•The projected increase comes amidst debt financing pressures that Ruto’s administration is expected to face next year due to the maturity of Eurobond and SGR loans.
•BROP shows that the governments’ budget in the 2024-2025 financial period, will hit Sh4.24 trillion, even as Ruto’s administration steps up revenue collection measures.
President William Ruto’s administration seems to have thrown out the fiscal consolidation measures in new proposals for the 2024-2025 budget cycle.
The National Treasury Draft Budget Review & Outlook Paper (BROP) 2023, shows that the difference between government’s spending and its income is expected to widen to Sh800.9 billion from an estimated Sh637billion this year.
When the budget deficit is high, it signifies that a larger portion of the government's intended expenses must be covered through borrowing, leading to a rise in the level of public debt.
The budget review paper says that the resulting fiscal deficit of Sh800.9 billion (4.4 percent of GDP) in FY 2024/25 will be financed by a net external financing of Sh296.5 billion (1.6 percent of GDP) and a net domestic financing of Sh504.3 billion (2.8 percent of GDP).
The paper also shows that the governments’ budget in the 2024-2025 financial period, will hit Sh4.24 trillion, even as Ruto’s administration steps up revenue collection measures.
“In the FY 2024/25 total revenue including Appropriation-in-Aid (A-i-A) is projected at Sh3,387.9 billion (18.8 percent of GDP).

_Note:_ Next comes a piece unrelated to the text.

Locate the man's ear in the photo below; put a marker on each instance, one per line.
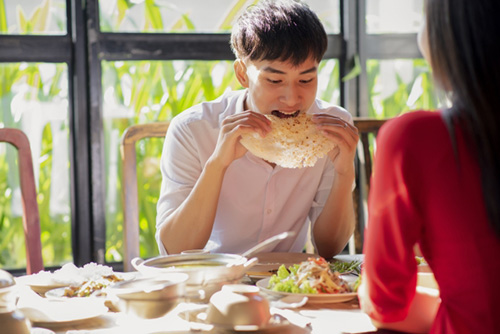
(240, 70)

Of this, ordinary revenue is projected at Sh2,898.9 Dillion (16.1 percent of GDP),” Treasury Cabinet Secretary Njuguna Ndung'u said in the paper.

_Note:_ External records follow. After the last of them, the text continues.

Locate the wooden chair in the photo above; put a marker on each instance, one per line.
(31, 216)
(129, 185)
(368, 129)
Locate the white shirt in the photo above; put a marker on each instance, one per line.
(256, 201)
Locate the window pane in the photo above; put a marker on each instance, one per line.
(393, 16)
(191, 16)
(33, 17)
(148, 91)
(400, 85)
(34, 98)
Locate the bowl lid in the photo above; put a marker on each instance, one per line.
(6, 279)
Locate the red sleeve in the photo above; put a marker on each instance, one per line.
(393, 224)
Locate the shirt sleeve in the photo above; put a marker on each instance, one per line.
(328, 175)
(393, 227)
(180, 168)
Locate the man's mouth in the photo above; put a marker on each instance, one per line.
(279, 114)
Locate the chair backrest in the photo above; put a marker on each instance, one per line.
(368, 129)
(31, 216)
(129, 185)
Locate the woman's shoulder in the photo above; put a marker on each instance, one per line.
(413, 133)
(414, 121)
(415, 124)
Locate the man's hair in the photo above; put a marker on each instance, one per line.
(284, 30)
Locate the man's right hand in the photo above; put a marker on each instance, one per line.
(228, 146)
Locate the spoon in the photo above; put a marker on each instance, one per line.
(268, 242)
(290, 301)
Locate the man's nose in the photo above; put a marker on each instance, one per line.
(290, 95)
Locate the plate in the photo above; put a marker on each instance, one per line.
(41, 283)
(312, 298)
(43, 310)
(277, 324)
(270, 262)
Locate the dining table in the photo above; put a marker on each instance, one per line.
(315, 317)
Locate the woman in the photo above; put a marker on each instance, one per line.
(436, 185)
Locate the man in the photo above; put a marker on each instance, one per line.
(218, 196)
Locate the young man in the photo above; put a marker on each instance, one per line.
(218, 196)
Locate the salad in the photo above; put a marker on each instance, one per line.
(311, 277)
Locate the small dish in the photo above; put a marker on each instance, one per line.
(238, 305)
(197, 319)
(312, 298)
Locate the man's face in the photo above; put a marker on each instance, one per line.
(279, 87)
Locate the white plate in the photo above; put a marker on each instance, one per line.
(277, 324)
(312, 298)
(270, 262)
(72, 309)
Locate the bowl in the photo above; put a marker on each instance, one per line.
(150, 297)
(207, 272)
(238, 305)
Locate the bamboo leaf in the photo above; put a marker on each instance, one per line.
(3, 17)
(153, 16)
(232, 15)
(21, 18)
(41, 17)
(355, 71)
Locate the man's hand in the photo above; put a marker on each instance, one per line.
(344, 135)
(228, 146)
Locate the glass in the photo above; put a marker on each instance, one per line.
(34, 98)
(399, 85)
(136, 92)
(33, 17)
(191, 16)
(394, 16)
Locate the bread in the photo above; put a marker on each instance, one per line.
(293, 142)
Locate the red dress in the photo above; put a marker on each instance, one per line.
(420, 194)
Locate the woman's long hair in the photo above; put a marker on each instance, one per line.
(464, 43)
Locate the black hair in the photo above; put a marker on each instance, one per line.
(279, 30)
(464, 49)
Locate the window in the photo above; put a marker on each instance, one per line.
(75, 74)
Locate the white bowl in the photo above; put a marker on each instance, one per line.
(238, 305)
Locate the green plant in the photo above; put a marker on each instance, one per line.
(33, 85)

It adds that the revenue performance will be underpinned by the on-going reforms in policy and revenue administration.
The overall expenditure and net lending is projected at Sh4,24 billion equivalent to 23.5 percent of GDP, comprising recurrent expenditure of Sh2,819.8 billion (15.7 percent of GDP) and development expenditure of Sh968.5 billion (5.4 percent of GDP).

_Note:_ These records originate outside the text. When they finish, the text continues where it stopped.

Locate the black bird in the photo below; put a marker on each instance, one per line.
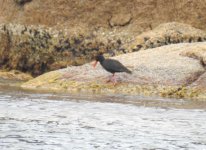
(111, 66)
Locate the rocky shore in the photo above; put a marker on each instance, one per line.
(176, 70)
(53, 47)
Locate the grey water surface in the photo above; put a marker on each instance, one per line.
(48, 121)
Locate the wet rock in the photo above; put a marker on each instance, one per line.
(163, 71)
(165, 34)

County transfers will take Sh444.8 billion of the budget and Contingency Fund of Sh5.0 billion, respectively.
The projected increase comes amidst debt financing pressures that Ruto’s administration is expected to face next year due to the maturity of Eurobond and SGR loans.
Currently Kenya's total public debt stands at Sh9.182 trillion, just above 67 percent of GDP according to the World Bank, which together with the International Monetary Fund rates as being at a high risk of distress.
“Additionally, the MPC noted the ongoing implementation of the FY2023/24 Government Budget, which continues to reinforce fiscal consolidation. The MPC welcome the efforts by the National Treasury to source new external financing for the budget,” the paper reads in part
The state is now considering new international lenders to ease pressure on local borrowing.
According to the paper as a result of the identified new external financing, the projected net domestic borrowing by the Government had been reduced from Sh586.5 billion to Sh316 billion, which is consistent with the government's economic programme.
“The MPC observed that revised borrowing requirements should exert downward pressure on domestic interest rates, while the additional external financing will bolster the foreign reserves of the CBK,” added the paper.
The new changes mean that external financing for this year’s budget is now projected at Sh448.7 billion, way above the Sh131.0 billion approved in June.
However, this is a downgrade from the Sh475.8 billion that had been tabled as a revise projection by the National Treasury in August
In the projections, domestic borrowing for the 2023/2024 financial year is now at Sh415.0 billion, down from Sh587.0 billion approved in June.
In FY 2022/23, the allocation to development in the revised budget was 27.9 percent of the total expenditures while the actual expenditures were 25.2 percent.
“This performance was below the set threshold on account of the rationalisation of Government expenditures to reduce the fiscal deficit in line with the Government’s agenda as well as below target disbursements for externally funded projects,” noted the paper.
In FY 2023/24, the allocation for development expenditure is 34.4 percent of ministerial Government expenditure and is projected to remain above the 30 percent threshold over the medium term.